Search Unity

Post-processing Post Processing V2 CPU Performance Concerns

Discussion in 'Image Effects' started by lasercannon, Jul 26, 2018.

  1. lasercannon

    lasercannon

    Joined:
    Nov 29, 2012
    Posts:
    72
    Hello!

    I was investigating the performance of my PostProcessing 2.0 stack, and noticed that the stack is doing a lot of work every frame. The biggest hits are that it calculates the overrides every frame (even if nothing changes, and even if only ONE layer "overrides" that value) and, even when I have no effects enabled, spends a lot of time in PostProcessManager.ReplaceData (partially beacuse it seems to be doing A TON of Spline calculations?).

    The whole PostProcessLayer.OnPreCull() process takes 1.8ms when both of my volumes are enabled, and 0.8 ms when they're both disabled. This is on a next-gen i7 desktop CPU. This is equivalent to 5-10ms on modern consoles, since most consoles are built for multi threading moreso than raw speed.

    Are there any plans to significantly clean this up and/or allow these calculations to run asynchronously? Or is there, perhaps, something I'm doing inefficiently?

    Thanks!
    Bryant
     

    Attached Files:

  2. aleksandrk

    aleksandrk

    Unity Technologies

    Joined:
    Jul 3, 2017
    Posts:
    1,111
    Hi!

    That's not what we've seen on a base (non-pro) PS4, it's 1ms there.
    I would suggest profiling a release version using an external profiler and checking, what's the situation there. Development mode is close to Release mode, but the profiler can add its own overhead.
     
  3. lasercannon

    lasercannon

    Joined:
    Nov 29, 2012
    Posts:
    72
    Ah true! I seemed to forget my results are with the deep profiler on. Ha. The PS4 times aren't correct. Forgive my unreasonable alarm. It was the end of a long day.

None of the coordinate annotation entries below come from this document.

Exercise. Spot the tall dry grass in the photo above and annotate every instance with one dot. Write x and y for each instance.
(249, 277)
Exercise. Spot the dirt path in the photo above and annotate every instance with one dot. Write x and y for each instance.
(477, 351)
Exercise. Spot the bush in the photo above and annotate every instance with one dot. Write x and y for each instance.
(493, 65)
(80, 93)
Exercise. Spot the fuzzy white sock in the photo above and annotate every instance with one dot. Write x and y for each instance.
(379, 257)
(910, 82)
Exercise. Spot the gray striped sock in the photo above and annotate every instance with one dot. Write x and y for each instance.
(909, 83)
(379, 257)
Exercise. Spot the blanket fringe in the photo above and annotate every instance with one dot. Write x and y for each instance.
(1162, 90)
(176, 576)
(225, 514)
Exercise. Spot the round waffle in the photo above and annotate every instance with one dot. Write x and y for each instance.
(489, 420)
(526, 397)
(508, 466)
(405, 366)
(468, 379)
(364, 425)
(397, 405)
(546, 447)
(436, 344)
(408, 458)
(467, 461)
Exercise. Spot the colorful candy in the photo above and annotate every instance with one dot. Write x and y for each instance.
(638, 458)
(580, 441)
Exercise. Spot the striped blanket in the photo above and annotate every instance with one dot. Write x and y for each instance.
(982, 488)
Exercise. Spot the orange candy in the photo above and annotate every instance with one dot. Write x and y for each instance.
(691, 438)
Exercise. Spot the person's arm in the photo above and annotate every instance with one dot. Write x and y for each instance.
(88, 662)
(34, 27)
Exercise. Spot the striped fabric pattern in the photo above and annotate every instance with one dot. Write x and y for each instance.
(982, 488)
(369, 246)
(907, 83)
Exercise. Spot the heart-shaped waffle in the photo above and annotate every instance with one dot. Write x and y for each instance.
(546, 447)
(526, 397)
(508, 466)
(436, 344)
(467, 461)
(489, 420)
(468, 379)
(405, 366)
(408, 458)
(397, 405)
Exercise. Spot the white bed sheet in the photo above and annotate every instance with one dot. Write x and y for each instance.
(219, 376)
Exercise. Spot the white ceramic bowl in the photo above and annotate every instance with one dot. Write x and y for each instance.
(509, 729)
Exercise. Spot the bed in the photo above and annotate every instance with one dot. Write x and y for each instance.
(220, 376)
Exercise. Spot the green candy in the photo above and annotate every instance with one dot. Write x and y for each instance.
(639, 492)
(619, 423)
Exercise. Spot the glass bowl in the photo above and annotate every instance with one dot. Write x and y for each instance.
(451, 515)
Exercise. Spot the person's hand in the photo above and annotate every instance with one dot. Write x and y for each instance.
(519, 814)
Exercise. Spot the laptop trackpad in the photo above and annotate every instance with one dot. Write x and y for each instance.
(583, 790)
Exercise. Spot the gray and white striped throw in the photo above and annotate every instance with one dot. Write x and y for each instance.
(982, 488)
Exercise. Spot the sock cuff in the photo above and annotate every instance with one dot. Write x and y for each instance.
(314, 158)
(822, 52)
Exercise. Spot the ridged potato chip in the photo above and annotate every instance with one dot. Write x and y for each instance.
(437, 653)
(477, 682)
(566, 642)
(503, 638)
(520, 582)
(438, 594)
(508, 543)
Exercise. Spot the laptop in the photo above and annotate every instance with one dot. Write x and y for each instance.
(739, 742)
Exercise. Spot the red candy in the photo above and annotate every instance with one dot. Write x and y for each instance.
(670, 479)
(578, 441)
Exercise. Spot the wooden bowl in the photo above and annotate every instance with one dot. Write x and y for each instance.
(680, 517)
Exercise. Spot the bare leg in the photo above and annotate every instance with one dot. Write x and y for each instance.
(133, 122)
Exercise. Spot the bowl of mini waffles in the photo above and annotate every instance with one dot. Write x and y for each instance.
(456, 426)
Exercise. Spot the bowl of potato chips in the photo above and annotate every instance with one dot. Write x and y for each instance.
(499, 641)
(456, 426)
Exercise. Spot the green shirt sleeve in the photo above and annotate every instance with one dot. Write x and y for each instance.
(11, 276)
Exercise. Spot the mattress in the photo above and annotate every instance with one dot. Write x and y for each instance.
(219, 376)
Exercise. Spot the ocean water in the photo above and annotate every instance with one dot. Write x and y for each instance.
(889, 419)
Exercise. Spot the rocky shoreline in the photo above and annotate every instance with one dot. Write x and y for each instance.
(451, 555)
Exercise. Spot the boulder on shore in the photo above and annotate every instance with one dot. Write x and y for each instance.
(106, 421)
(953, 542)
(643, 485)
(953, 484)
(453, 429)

    Either way, I'm mostly comparing to other parts of the frame time, and PostProcessLayer is about half as time-intensive as our entire BehaviourUpdate loop (3.0-3.5ms when under the same deep profiling conditions, ~1ms with normal profiling), which seems unnecessary considering we are splitting hairs trying to achieve a final 60fps result.

    My setup:
    • One camera w/ PostProcessLayer
    • Global PostProcessVolume with all effects enabled (many values are overridden)
    • Global PostProcessVolume that overrides certain effects to "Off" based on the quality settings (but the profile still has all of the components)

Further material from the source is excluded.